Nan had her own ideas about this, but she did not contradict the young man. In her opinion he was grace itself, and she doubted if ever any gondolier surpassed him.
It was not a very long distance to the spot which Mr. Wells had chosen for their landing and here the hamper was set ashore. It had been something of a tug to get things over, but all had given a willing hand and so it was managed, yet all decided that it was none too soon to begin preparations for the lunch, as every one was tired and hungry. There was a small fireplace already built, showing that the spot was no new discovery.
“We are going to have some fish,” Mr. Wells told them as he threw out some rods and lines. “I’ll show whoever cares to go fishing, where he or she can get plenty of trout. Then some one must gather wood and some can open the cans and set the table. Here’s the table.” He indicated a large flat rock a convenient distance from the fire. “To Miss Jo is given the high office of chief bacon fryer, and whoever will can undertake the coffee. Now you know what is to be done, please pitch in.”
The Gordon boys and Hartley Glenn voted for fishing, Nan offered to make the coffee, Mrs. Corner and Miss Helen opened the hamper, Mr. Wells started the fire, while the rest gathered wood and set the table, all but Jo who clung to her package of bacon and the frying-pan.
Mr. Wells was a most efficient host. He was everywhere, helping this one, joking with that, lugging water from a near-by spring, replenishing the fire. The fishermen, though a little dubious when they started off, were not a great while in returning with the fish which were set to cook on the flat stones heated for the purpose.

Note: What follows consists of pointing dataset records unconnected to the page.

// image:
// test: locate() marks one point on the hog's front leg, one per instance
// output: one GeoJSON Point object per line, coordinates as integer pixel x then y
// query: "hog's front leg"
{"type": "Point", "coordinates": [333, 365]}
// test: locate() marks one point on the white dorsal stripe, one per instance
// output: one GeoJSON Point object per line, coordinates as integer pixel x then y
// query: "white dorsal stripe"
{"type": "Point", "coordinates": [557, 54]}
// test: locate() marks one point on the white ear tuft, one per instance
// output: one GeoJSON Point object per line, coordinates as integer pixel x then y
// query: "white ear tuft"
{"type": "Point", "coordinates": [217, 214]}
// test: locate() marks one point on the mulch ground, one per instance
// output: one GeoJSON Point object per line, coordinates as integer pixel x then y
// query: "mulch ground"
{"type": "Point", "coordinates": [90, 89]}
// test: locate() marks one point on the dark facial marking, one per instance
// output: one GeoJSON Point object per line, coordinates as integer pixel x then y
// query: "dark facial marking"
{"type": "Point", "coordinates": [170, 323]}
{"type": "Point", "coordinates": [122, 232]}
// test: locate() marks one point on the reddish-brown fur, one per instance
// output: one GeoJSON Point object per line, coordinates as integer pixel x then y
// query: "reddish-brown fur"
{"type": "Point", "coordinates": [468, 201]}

“I couldn’t have believed we’d be so lucky in so short a time,” said Hartley. “This is a great place, Wells. Your discovery?”

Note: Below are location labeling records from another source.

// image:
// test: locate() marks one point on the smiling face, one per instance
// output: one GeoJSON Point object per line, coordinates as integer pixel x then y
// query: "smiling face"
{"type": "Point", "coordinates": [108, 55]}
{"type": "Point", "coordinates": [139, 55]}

“Not exactly. I suppose some hundreds of years ago the Indians made it a favorite camping ground for we find traces of them now and then, but I confess to have come upon it unawares one day when I was off prospecting for suitable subjects to paint. I haven’t written the place up, nor have I gone so far as to sound its praise too widely, so pray be cautious how you let the public in on the ground floor as it were, or I’ll have to get the owner to put a fence around it.”
“Then there is an owner?”
“Yes, an old fellow who owns some acres of wild land of which this is a part. Are we ready? I am sure those fish are done, don’t you think so, Mrs. Corner? Try this one.” He deftly lifted the fish from the hot stone and offered it to Mrs. Corner on a bit of birch bark, a pile of which he had prepared to be used as plates. “Some salt in that hamper, Miss Jo?”
Jo managed to find it. Then the coffee was rescued from the smoking fire, but only after the handle of the coffee-pot had dropped off. The tin cups, which all carried hanging from their belts, were filled, the remaining fish were dished up on the birch-bark plates and every one was served.